Ginny and Harvey Durand, the founders of The Tea & Coffee Exchange, have carved a successful niche catering to tea and coffee connoisseurs in resort communities.
They have two Southern California tea shops: one at Lake Arrowhead and another on Big Bear Lake.
These towns have a lot in common. They're both huddled around lakes high in the San Bernardino Mountains. They both have plentiful hiking trails, boat rentals, and creeks for fishing. But most importantly for the Durands, they are weekend and seasonal getaways for hordes of Los Angelinos eager to escape the blistering Southern California sun.
The permanent-resident populations of both cities is only 10,000 to 20,000 but locals say these numbers swell more than 10 times during summer months.
Out-of-towners are the lifeblood of these shops, which sell mostly specialty coffee and tea but also pastries, sandwiches, soup, even crepes. Despite the communities' similarities, the real key to their success is learning to cater to the markets' differences, said Ginny Durand.
Big Bear's customers are health-conscious and physically active. They arrive in droves every winter for the ski resorts and athletic events -- there's even a snow shoe race. These customers order more coffee than tea. They order hardly any gelato. They order more sandwiches, but when Ginny introduced a soup menu it flopped, she said.
"You'd think it's cold so they'd want soup," she shrugged.
Though Arrowhead is a similar mountain getaway town, customers are as different as night and day. The store's big rush comes in the summer from city families there to escape the heat and play in the lake. Here they buy more tea than coffee; they eat a lot of gelato, and the store sell lots of touristy knick-knacks -- T-shirts, sweaters and mugs emblazoned with the town's name.
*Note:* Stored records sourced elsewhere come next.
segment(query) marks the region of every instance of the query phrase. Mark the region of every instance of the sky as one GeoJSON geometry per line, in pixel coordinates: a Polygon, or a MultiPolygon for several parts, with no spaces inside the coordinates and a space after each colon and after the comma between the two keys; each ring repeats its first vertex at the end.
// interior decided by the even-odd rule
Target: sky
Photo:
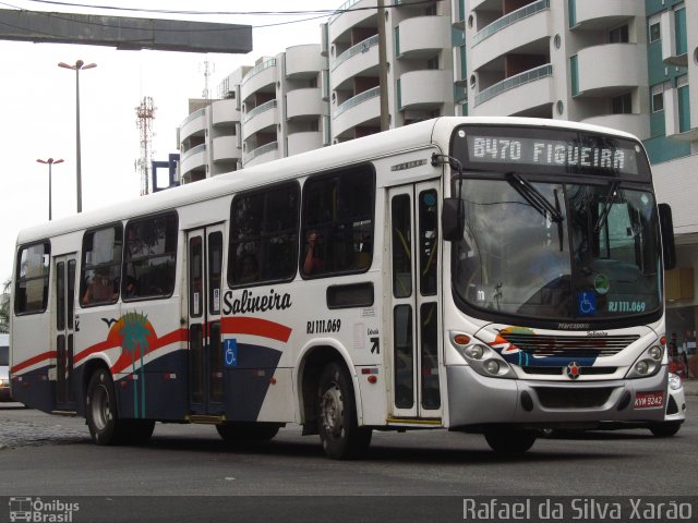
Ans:
{"type": "MultiPolygon", "coordinates": [[[[257,12],[337,9],[341,0],[256,0],[257,12]]],[[[249,24],[248,54],[119,51],[109,47],[0,40],[0,283],[12,276],[17,232],[48,220],[48,166],[37,159],[63,159],[52,167],[52,217],[76,212],[75,73],[59,62],[96,63],[80,73],[83,211],[140,197],[136,107],[152,97],[156,108],[153,159],[178,153],[177,127],[189,114],[189,99],[205,88],[204,63],[213,71],[208,90],[240,65],[276,56],[287,47],[320,44],[326,14],[232,15],[161,14],[92,9],[94,5],[226,13],[249,10],[249,2],[220,0],[0,0],[0,9],[77,14],[249,24]],[[68,3],[72,3],[69,5],[68,3]],[[88,7],[85,7],[88,5],[88,7]],[[305,19],[304,22],[299,22],[305,19]],[[272,27],[261,25],[287,23],[272,27]]]]}

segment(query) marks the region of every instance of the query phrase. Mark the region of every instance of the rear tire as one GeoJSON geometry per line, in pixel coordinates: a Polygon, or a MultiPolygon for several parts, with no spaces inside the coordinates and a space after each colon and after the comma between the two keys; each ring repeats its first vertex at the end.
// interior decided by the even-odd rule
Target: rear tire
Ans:
{"type": "Polygon", "coordinates": [[[681,423],[676,422],[657,423],[650,426],[651,433],[658,438],[671,438],[678,433],[679,428],[681,423]]]}
{"type": "Polygon", "coordinates": [[[97,369],[89,378],[85,417],[89,435],[97,445],[118,445],[122,441],[124,426],[117,412],[113,380],[106,368],[97,369]]]}
{"type": "Polygon", "coordinates": [[[323,450],[333,460],[360,458],[371,443],[371,429],[357,423],[351,377],[335,362],[327,364],[320,377],[317,428],[323,450]]]}
{"type": "Polygon", "coordinates": [[[492,427],[484,431],[484,439],[492,450],[504,455],[520,455],[526,453],[533,443],[538,434],[535,430],[514,427],[492,427]]]}

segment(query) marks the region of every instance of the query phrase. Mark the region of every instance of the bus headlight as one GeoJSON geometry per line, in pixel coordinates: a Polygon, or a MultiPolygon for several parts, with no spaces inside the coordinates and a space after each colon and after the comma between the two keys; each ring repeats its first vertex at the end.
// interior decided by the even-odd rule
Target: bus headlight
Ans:
{"type": "Polygon", "coordinates": [[[659,362],[662,358],[662,354],[663,354],[663,351],[657,345],[650,349],[650,357],[655,362],[659,362]]]}
{"type": "Polygon", "coordinates": [[[637,358],[626,378],[646,378],[659,373],[662,367],[664,350],[659,345],[652,345],[637,358]]]}
{"type": "Polygon", "coordinates": [[[476,373],[491,378],[516,378],[514,369],[491,346],[460,332],[450,332],[450,344],[476,373]]]}
{"type": "Polygon", "coordinates": [[[670,373],[669,375],[669,388],[672,390],[681,389],[681,377],[674,373],[670,373]]]}

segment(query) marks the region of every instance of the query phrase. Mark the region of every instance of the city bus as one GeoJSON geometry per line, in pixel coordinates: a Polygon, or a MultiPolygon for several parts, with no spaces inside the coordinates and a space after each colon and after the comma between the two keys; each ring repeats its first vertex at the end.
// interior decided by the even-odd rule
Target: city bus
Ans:
{"type": "Polygon", "coordinates": [[[438,118],[19,234],[15,400],[96,443],[661,422],[671,209],[634,136],[438,118]]]}

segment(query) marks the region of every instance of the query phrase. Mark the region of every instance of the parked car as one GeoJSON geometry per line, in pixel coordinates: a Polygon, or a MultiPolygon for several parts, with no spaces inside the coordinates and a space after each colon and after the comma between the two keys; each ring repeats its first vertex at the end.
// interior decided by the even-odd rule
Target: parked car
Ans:
{"type": "Polygon", "coordinates": [[[0,335],[0,401],[12,401],[10,394],[10,336],[0,335]]]}

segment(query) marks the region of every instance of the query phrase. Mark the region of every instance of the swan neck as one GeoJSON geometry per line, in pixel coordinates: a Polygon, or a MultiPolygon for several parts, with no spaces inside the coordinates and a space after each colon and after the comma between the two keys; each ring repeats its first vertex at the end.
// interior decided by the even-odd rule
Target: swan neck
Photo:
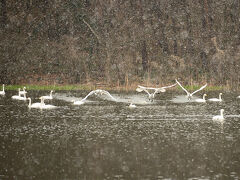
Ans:
{"type": "Polygon", "coordinates": [[[31,100],[31,98],[29,98],[28,100],[29,100],[28,107],[31,107],[31,105],[32,105],[32,100],[31,100]]]}
{"type": "Polygon", "coordinates": [[[220,115],[223,117],[223,110],[221,110],[220,115]]]}
{"type": "Polygon", "coordinates": [[[219,94],[219,99],[222,100],[222,94],[219,94]]]}

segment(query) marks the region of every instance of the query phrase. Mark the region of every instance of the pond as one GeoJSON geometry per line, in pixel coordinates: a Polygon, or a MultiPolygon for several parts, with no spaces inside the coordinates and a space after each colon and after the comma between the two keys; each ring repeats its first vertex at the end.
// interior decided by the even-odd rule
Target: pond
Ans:
{"type": "MultiPolygon", "coordinates": [[[[27,96],[36,102],[47,93],[27,96]]],[[[51,110],[29,109],[14,94],[0,96],[0,179],[240,178],[238,94],[197,103],[181,101],[182,92],[154,102],[143,93],[111,92],[117,101],[91,96],[77,106],[72,100],[88,92],[59,91],[45,101],[57,106],[51,110]],[[223,123],[212,120],[220,109],[223,123]]]]}

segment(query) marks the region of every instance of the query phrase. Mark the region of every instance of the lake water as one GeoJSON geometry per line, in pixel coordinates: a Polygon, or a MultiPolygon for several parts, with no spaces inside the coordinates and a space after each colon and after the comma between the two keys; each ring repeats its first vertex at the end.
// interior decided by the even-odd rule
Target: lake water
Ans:
{"type": "MultiPolygon", "coordinates": [[[[240,179],[238,94],[196,103],[182,91],[154,102],[111,92],[117,102],[92,96],[76,106],[88,92],[61,91],[45,101],[52,110],[29,109],[14,94],[0,96],[0,179],[240,179]],[[212,120],[220,109],[224,123],[212,120]]],[[[27,93],[34,102],[47,94],[27,93]]]]}

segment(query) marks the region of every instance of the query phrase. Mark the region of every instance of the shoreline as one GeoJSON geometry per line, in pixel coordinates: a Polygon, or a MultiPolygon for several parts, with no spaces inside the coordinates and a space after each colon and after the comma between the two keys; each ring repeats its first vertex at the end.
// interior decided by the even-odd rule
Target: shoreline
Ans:
{"type": "MultiPolygon", "coordinates": [[[[147,86],[147,87],[162,87],[161,85],[144,85],[141,84],[143,86],[147,86]]],[[[113,86],[113,85],[106,85],[106,84],[64,84],[64,85],[29,85],[29,84],[18,84],[18,85],[6,85],[5,84],[5,90],[18,90],[18,88],[23,88],[26,87],[27,90],[96,90],[96,89],[104,89],[107,91],[123,91],[123,92],[128,92],[128,91],[135,91],[137,88],[137,85],[129,85],[129,86],[113,86]]],[[[190,90],[190,91],[194,91],[198,88],[200,88],[201,86],[198,85],[186,85],[184,86],[184,88],[190,90]]],[[[0,88],[1,89],[1,88],[0,88]]],[[[168,90],[172,91],[172,90],[180,90],[181,88],[176,86],[176,87],[172,87],[169,88],[168,90]]],[[[224,87],[224,86],[211,86],[208,85],[205,88],[205,91],[229,91],[230,88],[229,87],[224,87]]],[[[232,90],[232,91],[236,91],[236,90],[232,90]]]]}

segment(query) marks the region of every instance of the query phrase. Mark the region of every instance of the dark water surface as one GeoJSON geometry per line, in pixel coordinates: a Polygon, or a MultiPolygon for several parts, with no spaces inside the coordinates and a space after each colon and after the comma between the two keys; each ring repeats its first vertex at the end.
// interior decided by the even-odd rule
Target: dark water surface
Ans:
{"type": "MultiPolygon", "coordinates": [[[[47,93],[27,95],[36,102],[47,93]]],[[[145,94],[113,93],[118,102],[72,104],[87,93],[57,92],[46,101],[53,110],[29,109],[13,91],[0,96],[0,179],[240,179],[237,94],[181,103],[184,93],[166,92],[150,103],[145,94]],[[224,123],[212,120],[220,109],[224,123]]]]}

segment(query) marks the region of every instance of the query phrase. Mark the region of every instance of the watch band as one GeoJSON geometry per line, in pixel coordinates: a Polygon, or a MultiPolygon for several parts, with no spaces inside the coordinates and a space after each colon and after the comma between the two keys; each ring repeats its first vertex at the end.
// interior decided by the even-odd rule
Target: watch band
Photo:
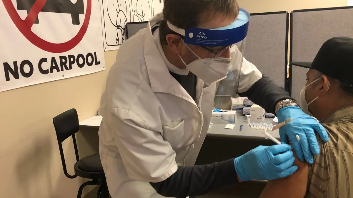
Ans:
{"type": "Polygon", "coordinates": [[[297,101],[291,99],[287,99],[280,101],[276,106],[275,107],[275,113],[277,115],[277,113],[281,108],[286,106],[294,106],[300,107],[298,105],[297,101]]]}

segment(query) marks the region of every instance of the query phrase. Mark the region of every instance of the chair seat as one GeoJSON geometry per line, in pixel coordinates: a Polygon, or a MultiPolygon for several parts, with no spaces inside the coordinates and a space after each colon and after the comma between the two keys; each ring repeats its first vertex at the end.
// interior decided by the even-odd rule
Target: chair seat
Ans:
{"type": "Polygon", "coordinates": [[[80,169],[87,172],[103,171],[98,154],[89,155],[80,159],[77,162],[77,167],[80,169]]]}
{"type": "Polygon", "coordinates": [[[75,164],[74,168],[76,174],[81,177],[96,179],[105,177],[98,154],[80,159],[75,164]]]}

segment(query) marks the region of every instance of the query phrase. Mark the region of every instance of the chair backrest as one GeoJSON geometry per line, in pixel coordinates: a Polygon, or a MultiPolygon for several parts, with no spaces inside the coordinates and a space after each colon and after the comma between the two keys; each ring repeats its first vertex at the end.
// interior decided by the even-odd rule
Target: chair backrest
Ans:
{"type": "MultiPolygon", "coordinates": [[[[312,62],[328,39],[353,37],[352,18],[352,6],[293,11],[291,13],[289,61],[312,62]]],[[[290,65],[290,93],[299,101],[309,69],[290,65]]]]}
{"type": "Polygon", "coordinates": [[[244,57],[263,74],[285,87],[289,14],[286,11],[250,14],[244,57]]]}
{"type": "Polygon", "coordinates": [[[126,24],[126,39],[135,35],[140,30],[147,27],[148,21],[129,22],[126,24]]]}
{"type": "Polygon", "coordinates": [[[62,143],[67,138],[70,136],[72,136],[76,160],[76,161],[78,161],[79,160],[79,158],[78,156],[77,144],[75,137],[75,134],[78,131],[79,128],[77,112],[74,109],[72,109],[60,113],[53,118],[53,123],[54,125],[55,132],[56,134],[56,137],[58,138],[58,143],[59,144],[59,150],[60,151],[60,156],[61,158],[61,163],[62,164],[64,173],[69,178],[75,178],[77,177],[77,175],[75,174],[71,175],[67,173],[64,151],[62,150],[62,143]]]}

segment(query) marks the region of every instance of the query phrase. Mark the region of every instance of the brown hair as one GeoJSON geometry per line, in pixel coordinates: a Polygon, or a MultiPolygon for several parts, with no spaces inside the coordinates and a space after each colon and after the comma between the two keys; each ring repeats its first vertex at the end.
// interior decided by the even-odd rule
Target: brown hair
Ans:
{"type": "Polygon", "coordinates": [[[163,7],[164,19],[159,26],[162,44],[167,44],[167,35],[179,35],[169,29],[167,21],[185,30],[196,26],[205,13],[210,19],[216,13],[220,13],[235,19],[239,14],[239,7],[237,0],[165,0],[163,7]]]}

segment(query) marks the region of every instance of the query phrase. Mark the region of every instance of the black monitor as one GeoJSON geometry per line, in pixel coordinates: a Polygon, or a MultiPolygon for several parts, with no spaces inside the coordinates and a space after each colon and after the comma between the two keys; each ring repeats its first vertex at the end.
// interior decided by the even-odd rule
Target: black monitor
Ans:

They started conceptualizing the stores in 2004 when Ginny was working as a sales representative for a manufacturer and Harvey as a vice president for a Hawaiian-based company operating high-end gift shops at resorts.
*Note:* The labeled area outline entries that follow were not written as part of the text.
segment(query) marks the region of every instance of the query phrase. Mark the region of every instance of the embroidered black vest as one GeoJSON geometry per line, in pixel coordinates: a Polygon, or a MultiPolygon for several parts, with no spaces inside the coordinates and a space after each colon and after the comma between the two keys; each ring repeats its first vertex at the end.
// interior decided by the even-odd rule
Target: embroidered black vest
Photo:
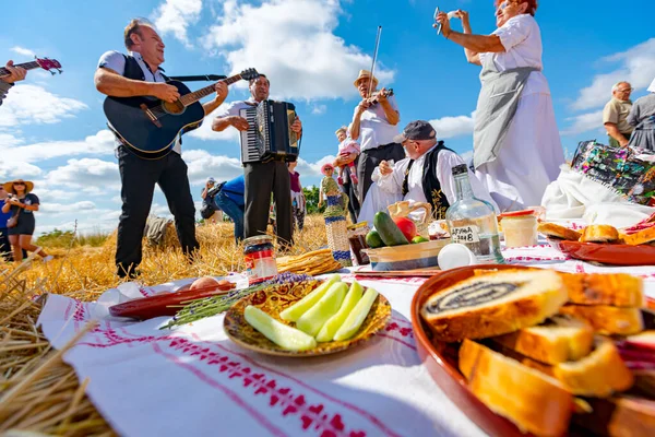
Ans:
{"type": "MultiPolygon", "coordinates": [[[[424,174],[421,180],[421,188],[428,202],[432,205],[432,218],[433,220],[443,220],[445,218],[445,211],[450,208],[450,203],[448,199],[441,191],[441,182],[437,178],[437,168],[439,164],[439,152],[446,150],[446,146],[443,145],[443,141],[439,141],[437,146],[428,152],[426,156],[426,161],[424,164],[424,174]]],[[[454,153],[454,152],[453,152],[454,153]]],[[[405,170],[405,179],[403,180],[403,197],[409,192],[409,170],[414,165],[414,160],[409,161],[409,165],[405,170]]]]}

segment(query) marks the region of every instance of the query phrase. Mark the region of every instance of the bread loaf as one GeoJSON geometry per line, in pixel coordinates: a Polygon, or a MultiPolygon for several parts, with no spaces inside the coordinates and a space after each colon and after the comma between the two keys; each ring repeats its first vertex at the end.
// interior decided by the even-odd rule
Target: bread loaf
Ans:
{"type": "Polygon", "coordinates": [[[437,291],[421,308],[439,341],[484,339],[543,322],[568,295],[552,271],[498,272],[437,291]]]}
{"type": "Polygon", "coordinates": [[[645,306],[643,282],[631,274],[559,274],[564,280],[569,302],[572,304],[636,308],[645,306]]]}
{"type": "Polygon", "coordinates": [[[628,390],[634,383],[634,376],[628,369],[617,346],[611,340],[596,336],[594,350],[575,362],[548,366],[520,354],[502,351],[521,364],[537,369],[559,380],[576,395],[607,398],[615,392],[628,390]]]}
{"type": "Polygon", "coordinates": [[[610,225],[588,225],[584,228],[582,243],[615,243],[619,240],[619,232],[610,225]]]}
{"type": "Polygon", "coordinates": [[[594,344],[594,330],[585,321],[557,315],[539,326],[491,340],[538,362],[558,364],[587,356],[594,344]]]}
{"type": "Polygon", "coordinates": [[[537,231],[547,237],[565,239],[569,241],[577,241],[582,236],[582,234],[580,234],[577,231],[569,229],[565,226],[547,222],[539,223],[537,231]]]}
{"type": "Polygon", "coordinates": [[[621,234],[621,243],[630,246],[645,245],[653,241],[655,241],[655,226],[630,235],[621,234]]]}
{"type": "Polygon", "coordinates": [[[522,432],[559,436],[569,427],[572,394],[555,378],[465,340],[460,370],[473,393],[522,432]]]}
{"type": "Polygon", "coordinates": [[[564,305],[560,314],[570,315],[585,320],[602,334],[630,335],[644,329],[644,322],[639,308],[618,308],[606,305],[564,305]]]}

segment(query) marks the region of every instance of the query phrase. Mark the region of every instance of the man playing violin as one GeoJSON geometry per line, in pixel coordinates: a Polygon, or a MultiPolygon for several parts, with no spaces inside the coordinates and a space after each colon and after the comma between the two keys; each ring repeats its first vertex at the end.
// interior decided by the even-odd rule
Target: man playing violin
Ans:
{"type": "MultiPolygon", "coordinates": [[[[359,141],[361,147],[357,178],[359,201],[364,202],[372,184],[371,175],[376,167],[382,161],[404,160],[405,151],[401,144],[393,142],[393,138],[398,134],[397,125],[401,121],[395,97],[385,88],[377,91],[378,79],[367,70],[359,71],[355,86],[359,91],[361,102],[355,108],[350,137],[359,141]]],[[[338,165],[347,164],[349,162],[347,160],[348,157],[337,160],[338,165]]]]}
When Harvey retired, they decided it was time to set up shop, Ginny said.
They opened their first shop in 2007 in The Village, a commercial center that serves as Lake Arrowhead's downtown. At first, they served only tea, both wet and dry, and some pastries.
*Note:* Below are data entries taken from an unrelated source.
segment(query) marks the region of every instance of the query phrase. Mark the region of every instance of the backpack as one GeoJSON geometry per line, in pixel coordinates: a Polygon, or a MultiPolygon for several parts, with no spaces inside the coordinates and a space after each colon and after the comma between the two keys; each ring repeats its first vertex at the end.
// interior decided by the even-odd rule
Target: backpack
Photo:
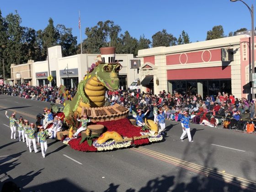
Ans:
{"type": "Polygon", "coordinates": [[[228,128],[228,127],[229,124],[229,121],[225,120],[223,122],[223,127],[225,128],[228,128]]]}
{"type": "Polygon", "coordinates": [[[254,124],[248,123],[246,125],[246,131],[247,133],[252,133],[254,131],[254,124]]]}

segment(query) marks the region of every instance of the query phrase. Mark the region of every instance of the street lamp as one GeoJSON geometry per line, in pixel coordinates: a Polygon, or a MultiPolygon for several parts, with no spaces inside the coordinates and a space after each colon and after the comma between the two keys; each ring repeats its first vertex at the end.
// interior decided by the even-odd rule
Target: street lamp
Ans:
{"type": "MultiPolygon", "coordinates": [[[[70,79],[69,78],[69,64],[67,64],[67,66],[66,67],[65,67],[65,69],[64,69],[64,70],[65,71],[66,69],[67,69],[67,74],[68,74],[68,79],[69,79],[69,83],[70,84],[70,86],[71,86],[71,82],[70,80],[70,79]]],[[[68,84],[67,84],[67,85],[68,85],[68,84]]]]}
{"type": "Polygon", "coordinates": [[[251,13],[251,72],[250,76],[250,80],[251,82],[251,99],[255,99],[255,94],[253,92],[254,89],[254,82],[252,81],[252,74],[255,73],[254,69],[254,16],[253,16],[253,5],[251,5],[251,7],[250,8],[247,4],[244,2],[242,0],[230,0],[231,2],[235,2],[237,1],[241,1],[244,4],[245,4],[249,9],[250,13],[251,13]]]}

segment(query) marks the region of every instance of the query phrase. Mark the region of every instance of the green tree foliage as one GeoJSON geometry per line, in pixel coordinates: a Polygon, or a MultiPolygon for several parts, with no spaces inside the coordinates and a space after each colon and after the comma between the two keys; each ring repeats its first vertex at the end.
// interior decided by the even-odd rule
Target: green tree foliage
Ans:
{"type": "Polygon", "coordinates": [[[168,34],[165,29],[158,32],[152,36],[152,47],[169,47],[175,45],[177,38],[171,34],[168,34]]]}
{"type": "Polygon", "coordinates": [[[23,62],[22,60],[21,40],[23,29],[21,26],[21,19],[17,11],[15,14],[10,13],[5,17],[7,24],[6,33],[8,39],[6,48],[5,49],[5,64],[6,64],[6,75],[10,76],[11,64],[20,64],[23,62]]]}
{"type": "Polygon", "coordinates": [[[24,27],[22,37],[22,53],[23,60],[29,59],[40,61],[41,54],[39,45],[37,41],[37,32],[32,28],[24,27]]]}
{"type": "Polygon", "coordinates": [[[233,32],[230,32],[229,33],[229,37],[232,37],[233,36],[233,32]]]}
{"type": "Polygon", "coordinates": [[[7,23],[5,21],[4,18],[2,16],[2,13],[0,10],[0,75],[3,75],[2,60],[4,58],[4,51],[6,48],[8,37],[7,35],[7,23]]]}
{"type": "Polygon", "coordinates": [[[120,35],[121,46],[120,49],[118,48],[118,52],[120,53],[130,53],[135,54],[135,51],[138,46],[138,40],[131,37],[130,33],[127,31],[124,32],[124,34],[120,35]]]}
{"type": "Polygon", "coordinates": [[[42,32],[42,57],[46,59],[47,48],[58,45],[57,41],[59,38],[59,34],[53,26],[53,20],[49,19],[49,24],[42,32]]]}
{"type": "Polygon", "coordinates": [[[240,29],[238,29],[234,32],[233,35],[235,36],[236,35],[236,33],[238,32],[246,32],[247,31],[247,29],[246,28],[241,28],[240,29]]]}
{"type": "Polygon", "coordinates": [[[181,45],[182,44],[190,43],[189,41],[189,37],[187,32],[186,32],[184,30],[181,32],[181,34],[180,35],[180,37],[177,41],[177,44],[178,45],[181,45]]]}
{"type": "Polygon", "coordinates": [[[63,56],[75,54],[77,49],[77,37],[73,36],[72,28],[66,28],[64,25],[59,24],[56,29],[59,34],[58,44],[61,46],[63,56]]]}
{"type": "Polygon", "coordinates": [[[219,39],[224,37],[224,30],[221,25],[214,26],[212,30],[207,32],[206,40],[212,40],[219,39]]]}
{"type": "Polygon", "coordinates": [[[150,40],[145,38],[144,34],[142,35],[142,36],[140,36],[139,37],[139,40],[138,46],[137,46],[135,50],[134,55],[138,55],[138,52],[140,49],[144,49],[149,48],[149,45],[151,43],[151,42],[150,42],[150,40]]]}
{"type": "Polygon", "coordinates": [[[96,26],[86,27],[85,34],[87,37],[84,40],[83,49],[88,53],[99,53],[103,47],[118,47],[121,27],[112,21],[99,21],[96,26]]]}

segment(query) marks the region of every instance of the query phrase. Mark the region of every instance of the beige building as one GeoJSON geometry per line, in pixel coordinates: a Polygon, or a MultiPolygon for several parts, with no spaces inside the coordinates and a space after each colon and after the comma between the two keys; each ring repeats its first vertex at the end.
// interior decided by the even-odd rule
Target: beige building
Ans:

"The whole store was full of tea products," Ginny said.
Tea retail was projected to become a big business in the coming years, and they hoped to establish themselves early to reap the benefits of brand recognition. But by the end of their first year in business, the importance of catering to the needs of their customers “here-and-now” sank in. People regularly asked whether the store served coffee, Ginny explained. "You have to figure at least one member of the family is going to want coffee," she said.
After renegotiating a new agreement with the landlord, they brought in the beans.
"Financially it helped a lot. That was a lot of traffic we didn't have to turn away," Ginny said. "It's really hard to say to someone no, we can't serve you."
By the following year, the Durands had made another realization: A lot of people -- especially locals who worked nearby – wanted to know whether they had anything else to eat beside pastries. "We were close by and they considered us fast food," she said.
So they expanded their food menu -- brought in soups and sandwiches -- but it wasn't long before they outgrew that too. "People started asking, 'Don't you have anything else besides soup and sandwiches?" Ginny said.
That's when they tried something unique for a tea and coffee house: crepes. They installed a big, round crepe grill and taught their crew to make them in their own nontraditional way; big, fat and thick with filling.
Ginny estimates food is about a quarter of their earnings with the other 75% split evenly between coffee and tea.
While they were finding the ideal selection in Arrowhead, they enlisted the help of their son, Craig Boelsen and in 2009 he opened a location in Manhattan Beach, an upscale beach city in Los Angeles County.
Due to a hiccup in the red tape they weren't able to get a food service permit in a reasonable amount of time, so they close that store within 18 months.
They were disappointed, but the timing turned out to be great because Starbucks was in the process of closing its Big Bear Lake location. They snapped up the lease for the space and opened in February, 2011.
They plan to continue to keep experimenting in their shops, always improving the menu and other elements of their business, to better accommodate their customers.
The couple is considering a number of ideas, such as replacing the underused gelato cooler in Big Bear with a wine fridge and serving it the way they do at the Starbucks Evenings locations.
"You have to keep reinventing yourself as you learn about your customers, your market," Ginny said.